Before deploying Hybrid Data Pipeline on AKS, you must set up an AKS environment. Complete the following tasks to set up the environment.

Create an AKS resource group

Take the following steps to create an AKS resource group via the Azure portal.

  1. From the Azure portal home page, click Resource groups.
  2. Click Create.
  3. From the Basics tab, select a value for the Subscription parameter.
  4. On the Tags tab, enter tags if required by your organization's Azure policy.
  5. Click Next.
  6. From the Review + create tab, review the settings and click Create to create the cluster.

Result: After a few moments, Azure generates the resource group.

Create an AKS cluster

Take the following steps to create an AKS cluster via the Azure portal.

  1. From the Azure portal home page, click Kubernetes services.
  2. From the drop-down menu, click Kubernetes cluster.
  3. From the Basics tab, provide information for the following parameters and click Next:

    • Subscription: This should be the same subscription you used to create the resource group.
    • Resource group: This should be the resource group you created above.
    • Cluster preset configuration: Select your preferred configuration.
    • Kubernetes cluster name: Enter a name for the cluster.
  4. From the Node pools tab, configure the node pool.

    1. Open the default node pool agentpool, or click Add node pool.
    2. Specify values for the following parameters.

      • Node size: The value you specify should account for the number of Hybrid Data Pipeline pods, the PostgreSQL system database, and ingress resources.
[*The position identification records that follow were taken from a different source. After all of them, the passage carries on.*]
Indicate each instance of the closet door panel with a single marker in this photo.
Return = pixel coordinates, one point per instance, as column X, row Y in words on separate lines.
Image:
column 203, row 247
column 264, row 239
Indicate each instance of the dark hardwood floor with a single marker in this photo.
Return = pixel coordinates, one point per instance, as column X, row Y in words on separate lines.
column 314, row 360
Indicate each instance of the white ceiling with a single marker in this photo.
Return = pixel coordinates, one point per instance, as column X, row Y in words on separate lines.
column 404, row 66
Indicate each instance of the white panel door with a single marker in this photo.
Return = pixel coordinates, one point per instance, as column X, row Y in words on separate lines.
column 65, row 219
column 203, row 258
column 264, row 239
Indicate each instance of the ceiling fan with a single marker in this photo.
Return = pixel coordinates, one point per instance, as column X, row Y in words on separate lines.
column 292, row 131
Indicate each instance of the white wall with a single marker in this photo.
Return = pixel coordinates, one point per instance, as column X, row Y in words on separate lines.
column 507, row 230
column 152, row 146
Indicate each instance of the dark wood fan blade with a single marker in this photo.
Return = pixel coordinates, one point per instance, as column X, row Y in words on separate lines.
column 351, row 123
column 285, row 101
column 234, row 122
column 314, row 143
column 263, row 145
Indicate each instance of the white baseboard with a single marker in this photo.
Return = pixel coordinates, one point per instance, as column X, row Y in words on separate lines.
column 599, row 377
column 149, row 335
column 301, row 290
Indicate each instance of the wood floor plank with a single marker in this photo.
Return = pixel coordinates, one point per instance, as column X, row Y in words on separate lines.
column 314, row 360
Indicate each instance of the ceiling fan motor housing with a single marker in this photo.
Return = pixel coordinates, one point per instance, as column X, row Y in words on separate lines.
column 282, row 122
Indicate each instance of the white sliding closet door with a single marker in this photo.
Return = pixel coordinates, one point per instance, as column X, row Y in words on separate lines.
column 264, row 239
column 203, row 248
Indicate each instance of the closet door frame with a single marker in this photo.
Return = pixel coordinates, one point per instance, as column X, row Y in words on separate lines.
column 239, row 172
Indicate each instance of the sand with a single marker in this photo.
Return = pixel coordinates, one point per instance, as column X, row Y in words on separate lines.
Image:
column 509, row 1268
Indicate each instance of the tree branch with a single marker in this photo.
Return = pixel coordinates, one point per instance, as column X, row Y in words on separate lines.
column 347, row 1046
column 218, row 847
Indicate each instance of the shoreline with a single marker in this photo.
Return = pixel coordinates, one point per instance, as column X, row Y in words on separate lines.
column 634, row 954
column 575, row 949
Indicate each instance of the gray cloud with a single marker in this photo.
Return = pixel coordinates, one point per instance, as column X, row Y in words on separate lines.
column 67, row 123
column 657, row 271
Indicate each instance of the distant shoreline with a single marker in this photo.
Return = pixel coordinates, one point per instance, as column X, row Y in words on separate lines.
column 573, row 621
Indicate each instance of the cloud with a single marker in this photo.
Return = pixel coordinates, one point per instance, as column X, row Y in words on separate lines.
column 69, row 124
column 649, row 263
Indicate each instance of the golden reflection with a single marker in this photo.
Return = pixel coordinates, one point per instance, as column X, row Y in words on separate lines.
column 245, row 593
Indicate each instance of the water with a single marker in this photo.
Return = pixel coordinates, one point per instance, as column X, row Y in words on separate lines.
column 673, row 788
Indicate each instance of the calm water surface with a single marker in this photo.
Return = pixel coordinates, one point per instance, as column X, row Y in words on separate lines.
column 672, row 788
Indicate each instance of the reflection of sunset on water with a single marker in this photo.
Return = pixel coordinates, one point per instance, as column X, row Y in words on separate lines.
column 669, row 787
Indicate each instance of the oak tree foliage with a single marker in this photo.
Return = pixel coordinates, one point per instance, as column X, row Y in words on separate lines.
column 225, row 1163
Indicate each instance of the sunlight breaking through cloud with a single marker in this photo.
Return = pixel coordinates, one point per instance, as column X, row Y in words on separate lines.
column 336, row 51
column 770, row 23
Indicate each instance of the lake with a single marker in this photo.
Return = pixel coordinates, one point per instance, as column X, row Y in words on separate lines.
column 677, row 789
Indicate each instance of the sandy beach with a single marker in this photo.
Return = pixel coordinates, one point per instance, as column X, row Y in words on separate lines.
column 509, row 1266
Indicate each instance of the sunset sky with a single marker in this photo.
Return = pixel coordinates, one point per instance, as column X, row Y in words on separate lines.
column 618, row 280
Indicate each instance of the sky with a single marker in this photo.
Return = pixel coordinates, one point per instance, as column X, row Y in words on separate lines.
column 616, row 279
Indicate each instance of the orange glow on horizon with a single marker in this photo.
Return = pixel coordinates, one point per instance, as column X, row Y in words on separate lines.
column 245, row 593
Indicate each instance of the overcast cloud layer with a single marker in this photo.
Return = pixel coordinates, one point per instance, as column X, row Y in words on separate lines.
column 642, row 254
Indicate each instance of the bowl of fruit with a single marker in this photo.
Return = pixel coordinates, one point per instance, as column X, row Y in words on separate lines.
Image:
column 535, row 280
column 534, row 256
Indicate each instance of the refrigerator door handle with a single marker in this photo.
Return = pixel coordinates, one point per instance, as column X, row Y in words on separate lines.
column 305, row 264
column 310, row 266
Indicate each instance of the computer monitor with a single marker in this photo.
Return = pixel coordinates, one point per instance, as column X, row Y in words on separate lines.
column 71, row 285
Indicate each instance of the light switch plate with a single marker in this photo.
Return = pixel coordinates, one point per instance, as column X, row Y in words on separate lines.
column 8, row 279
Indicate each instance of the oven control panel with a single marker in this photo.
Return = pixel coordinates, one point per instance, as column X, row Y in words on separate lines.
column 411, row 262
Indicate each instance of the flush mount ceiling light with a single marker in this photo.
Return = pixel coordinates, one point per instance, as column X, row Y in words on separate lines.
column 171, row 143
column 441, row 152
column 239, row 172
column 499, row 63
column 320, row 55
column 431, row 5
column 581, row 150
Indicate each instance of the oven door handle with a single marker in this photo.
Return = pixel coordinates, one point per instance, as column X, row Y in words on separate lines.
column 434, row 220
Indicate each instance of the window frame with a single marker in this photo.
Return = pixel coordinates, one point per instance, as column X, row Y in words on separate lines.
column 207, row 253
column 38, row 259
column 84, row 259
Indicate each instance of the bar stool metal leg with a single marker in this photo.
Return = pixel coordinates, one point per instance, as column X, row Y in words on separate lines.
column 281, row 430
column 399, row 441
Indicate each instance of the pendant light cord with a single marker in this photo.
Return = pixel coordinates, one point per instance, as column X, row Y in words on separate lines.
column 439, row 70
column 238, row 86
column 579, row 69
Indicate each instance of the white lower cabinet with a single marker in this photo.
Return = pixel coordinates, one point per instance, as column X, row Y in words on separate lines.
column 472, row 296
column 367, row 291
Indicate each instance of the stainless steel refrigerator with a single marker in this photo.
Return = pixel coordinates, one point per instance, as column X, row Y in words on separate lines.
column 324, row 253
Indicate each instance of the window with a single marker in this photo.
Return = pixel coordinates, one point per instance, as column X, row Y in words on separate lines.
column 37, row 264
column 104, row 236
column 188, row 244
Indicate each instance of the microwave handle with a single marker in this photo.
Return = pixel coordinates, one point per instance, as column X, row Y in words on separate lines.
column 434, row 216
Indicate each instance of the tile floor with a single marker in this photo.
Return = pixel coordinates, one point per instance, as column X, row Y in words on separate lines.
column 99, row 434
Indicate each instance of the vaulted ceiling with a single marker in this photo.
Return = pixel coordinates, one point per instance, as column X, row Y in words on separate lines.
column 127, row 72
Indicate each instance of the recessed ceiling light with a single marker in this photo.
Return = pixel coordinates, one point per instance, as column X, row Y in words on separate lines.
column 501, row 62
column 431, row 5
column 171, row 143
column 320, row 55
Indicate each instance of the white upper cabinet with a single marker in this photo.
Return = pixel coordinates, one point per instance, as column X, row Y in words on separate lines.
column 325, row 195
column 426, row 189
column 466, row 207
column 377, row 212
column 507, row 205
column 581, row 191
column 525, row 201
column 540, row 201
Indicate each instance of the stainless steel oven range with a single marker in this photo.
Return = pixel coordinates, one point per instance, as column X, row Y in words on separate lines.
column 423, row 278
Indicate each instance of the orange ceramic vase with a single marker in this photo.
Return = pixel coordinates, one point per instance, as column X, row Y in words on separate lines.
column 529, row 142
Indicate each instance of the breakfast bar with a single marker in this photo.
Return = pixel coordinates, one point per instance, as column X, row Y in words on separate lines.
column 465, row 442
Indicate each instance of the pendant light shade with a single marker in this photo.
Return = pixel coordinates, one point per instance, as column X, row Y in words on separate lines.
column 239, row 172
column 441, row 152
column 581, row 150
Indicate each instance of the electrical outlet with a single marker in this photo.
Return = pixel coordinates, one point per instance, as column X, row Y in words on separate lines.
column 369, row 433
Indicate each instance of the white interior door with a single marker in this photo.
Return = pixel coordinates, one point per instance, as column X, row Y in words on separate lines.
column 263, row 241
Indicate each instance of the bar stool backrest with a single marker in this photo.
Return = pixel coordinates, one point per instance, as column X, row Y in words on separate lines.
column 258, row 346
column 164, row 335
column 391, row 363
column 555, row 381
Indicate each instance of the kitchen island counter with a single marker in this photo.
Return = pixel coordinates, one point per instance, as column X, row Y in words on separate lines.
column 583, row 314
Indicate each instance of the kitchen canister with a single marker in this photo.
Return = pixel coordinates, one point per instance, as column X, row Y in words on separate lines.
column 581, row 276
See Allocating resources for more information.
      • Scale method: Select your preferred configuration.
      • Node count: Select your preferred configuration.
    3. Save or add the node pool configuration.
    4. Select the node pool to be used with the cluster.
  5. Click Next.
  6. From the Networking tab, select Azure CNI Node Subnet for Network configuration.
  7. Click Next to review the following tabs and provide the necessary information:
    Note: You may need to check with your Azure administrator about required settings for your organization.
    • Integrations
    • Monitoring
    • Advanced
    • Tags
  8. From the Review + create tab, review the settings and click Create to create the cluster.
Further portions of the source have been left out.